"Susanne Wenger über Susanne Wenger"

Aus dem Englischen frei übertragen von Wolfgang Denk, 1995

Sie wurde in einer damals noch ländlich-vorstädtischen Gartenstadt geboren, in einer Villa mit einem Garten, wo eine Gruppe monumentalen Fichten stand, prächtig rot in der Morgensonne. Eichhörnchen, die Bewohner dieser Bäume, bewegten sich rasch durch Zweige der alten Nadelbäume, von Spitze zu Spitze. Diese Fichten und eine mächtige Linde waren Susannes erste Universitäten. Ihre sargähnliche Wiege stand jeden Nachmittag unter dem Baldachin des riesigen Laubbaumes. Die übrige Welt um sie herum konnte sie kaum wahrnehmen, aber über ihr entfalteten sich die vielfach verwobenen Diagramme der Äste des alten Baumes im wechselndem Gegenlicht; Erinnerungen und gleichzeitig in die nun gegenwärtige Zukunft fokussiert, die arterienähnlich geäderte Motivik und die Multi-Dimensionalität der Ordnungskoordinaten ihrer Ölgemälde, ihrer Batik und den Skulpturen in den "Heiligen Hainen".

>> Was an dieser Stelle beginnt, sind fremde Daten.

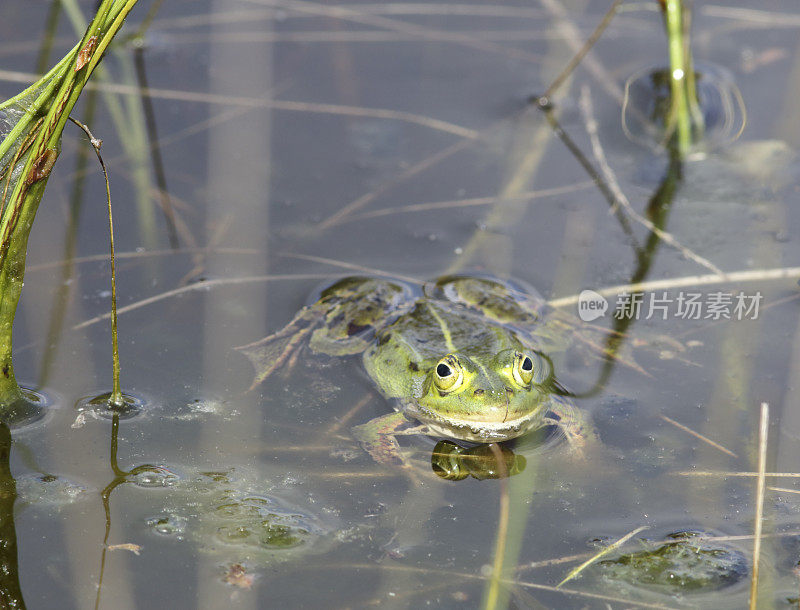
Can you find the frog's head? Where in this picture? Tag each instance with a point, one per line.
(493, 397)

Die Eltern waren feine Menschen, beide begabt mit Talenten und angeborener Weisheit, beide aber durch ein Gefühl des "Zukurzkommens" beirrt von Frustrationen und Enttäuschungen, die oft talentierte Menschen befallen, die ihrer Talente nicht habhaft werden können. So war Susannes, ansonsten glückliche Kindheit, überschattet von instinktivem, heftigem Mitleid mit den Eltern, welche einander liebten, aber sich, nach gegenseitig in übertriebener Erregung geäußerter Verzweiflung, in stummen Qualen, mit Selbstvorwürfen überhäuften.

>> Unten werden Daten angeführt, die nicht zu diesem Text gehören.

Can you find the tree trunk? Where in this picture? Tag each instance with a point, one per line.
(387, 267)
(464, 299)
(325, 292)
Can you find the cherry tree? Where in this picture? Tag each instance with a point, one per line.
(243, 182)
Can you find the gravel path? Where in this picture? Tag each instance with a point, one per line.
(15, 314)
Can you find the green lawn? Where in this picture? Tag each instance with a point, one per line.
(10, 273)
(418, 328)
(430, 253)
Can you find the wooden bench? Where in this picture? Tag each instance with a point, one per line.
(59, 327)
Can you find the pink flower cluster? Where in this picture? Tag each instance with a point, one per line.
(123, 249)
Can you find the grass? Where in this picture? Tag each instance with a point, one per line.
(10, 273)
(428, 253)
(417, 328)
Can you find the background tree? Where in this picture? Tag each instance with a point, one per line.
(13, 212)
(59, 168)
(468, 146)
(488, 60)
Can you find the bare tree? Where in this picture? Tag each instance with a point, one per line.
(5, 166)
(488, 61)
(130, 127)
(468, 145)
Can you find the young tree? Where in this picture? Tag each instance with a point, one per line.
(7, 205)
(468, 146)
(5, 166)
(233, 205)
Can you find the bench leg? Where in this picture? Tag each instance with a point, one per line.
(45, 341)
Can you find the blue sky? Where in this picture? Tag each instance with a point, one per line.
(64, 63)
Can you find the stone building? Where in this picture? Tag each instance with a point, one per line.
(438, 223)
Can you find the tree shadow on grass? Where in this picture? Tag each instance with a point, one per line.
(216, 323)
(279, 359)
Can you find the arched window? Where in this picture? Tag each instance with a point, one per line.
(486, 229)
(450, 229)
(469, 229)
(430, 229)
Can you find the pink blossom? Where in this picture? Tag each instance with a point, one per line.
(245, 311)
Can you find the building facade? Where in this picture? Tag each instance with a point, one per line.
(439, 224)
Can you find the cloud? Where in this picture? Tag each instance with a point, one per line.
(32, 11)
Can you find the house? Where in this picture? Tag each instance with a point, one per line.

Noch als kleines Kind fühlte sie nach solchen Fluten der Verzweiflung, eine von Mitleid auferlegte Verpflichtung, wieder Harmonie herzustellen - unermüdlich versuchte sie es, immer und immer wieder. Diese frühen starken Eindrücke formten Susannes Charakter. Da Mitleid eines der ursprünglichen religiösen Phänomene ist, begann sie sich schon als kleines Kind religiös angesprochen zu fühlen. Was die Schule über Religion gelehrt hatte, lehnte sie allerdings wegen der ihr zu gering erscheinende Wertschätzung Jesus', der in ihrer kindlichen Vorstellung ihr älterer Bruder war, als unzulänglich ab. Jahre später, gleichzeitig mit ihrer individuellen "Transmutation" in den Status "Künstler zu sein" und in den Status "Mensch zu sein", entwickelte sich in ihr eine außerordentliche dynamische und eucharistische Urkraft und diese war und ist: "DAS SCHÖPFERISCHE LEIDEN DURCH VERHINDERTE HEILIGKEIT". Eltern sind dem Kinde heilig.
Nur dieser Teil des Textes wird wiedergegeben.